Field of a date-time object var has been modified without proper leap year checking: expr

This rule was added in Visual Studio 2022 17.8.

Remarks

In the Gregorian calendar, every year exactly divisible by four is a leap year--except for years that are exactly divisible by 100. The centurial years are also leap years if they're exactly divisible by 400.

A leap year bug occurs when software doesn't account for this leap year logic, or uses flawed logic. The can affect reliability, availability, or even the security of the affected system.
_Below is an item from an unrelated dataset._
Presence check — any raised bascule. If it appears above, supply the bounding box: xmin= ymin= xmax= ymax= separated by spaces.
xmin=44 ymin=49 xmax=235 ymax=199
It isn't safe to add or subtract some number to or from the year, month, or day field of a date-time object without taking leap years into account. This calculation is commonly performed to determine the expiration date for a certificate, for example. On many dates, a naive calculation may produce the desired result. However, when the result is February 29 (a leap day) and the year isn't a leap year, the result is invalid.

For example, adding a year to 2020-01-31 produces 2021-01-31. But adding a year to 2020-02-29 produces 2021-02-29, which isn't a valid date because 2021 isn't a leap year.

Be cautious when manipulating variables that represent date values. Handle leap years and leap days properly, or use an API or library that handles date arithmetic safely.

Code analysis name: DATETIME_MANIPULATION_WITHOUT_LEAPYEAR_CHECK

Example

The following code advances the system time by a year by incrementing the year field of the date-time object representing the system time. However, it can produce an invalid date-time object if the date was February 29 before the modification, because the next year isn't a leap year:

SYSTEMTIME st; 
GetSystemTime(&st); 
st.wYear++;  // warning C26861 

To avoid creating an invalid date-time object due to a leap year, check if the resulting date is still valid and make the necessary adjustments to make it valid, as in this example:

SYSTEMTIME st; 
GetSystemTime(&st); 
st.wYear++; 
if (st.wMonth == 2 && st.wDay == 29) 
{ 
    // move back a day when landing on Feb 29 in a non-leap year 
    bool isLeapYear = st.wYear % 4 == 0 && (st.wYear % 100 != 0 || st.wYear % 400 == 0); 
    if (!isLeapYear) 
    { 
        st.wDay = 28; 
    } 
}

Heuristics

Currently, this rule only recognizes the Windows SYSTEMTIME struct and C tm struct.

This rule employs a simplified heuristic to find potentially risky changes and reports warnings unless there's appropriate leap year or leap day checking. It doesn't try to verify if the leap year or leap day checking is performed correctly for the modified date-time object.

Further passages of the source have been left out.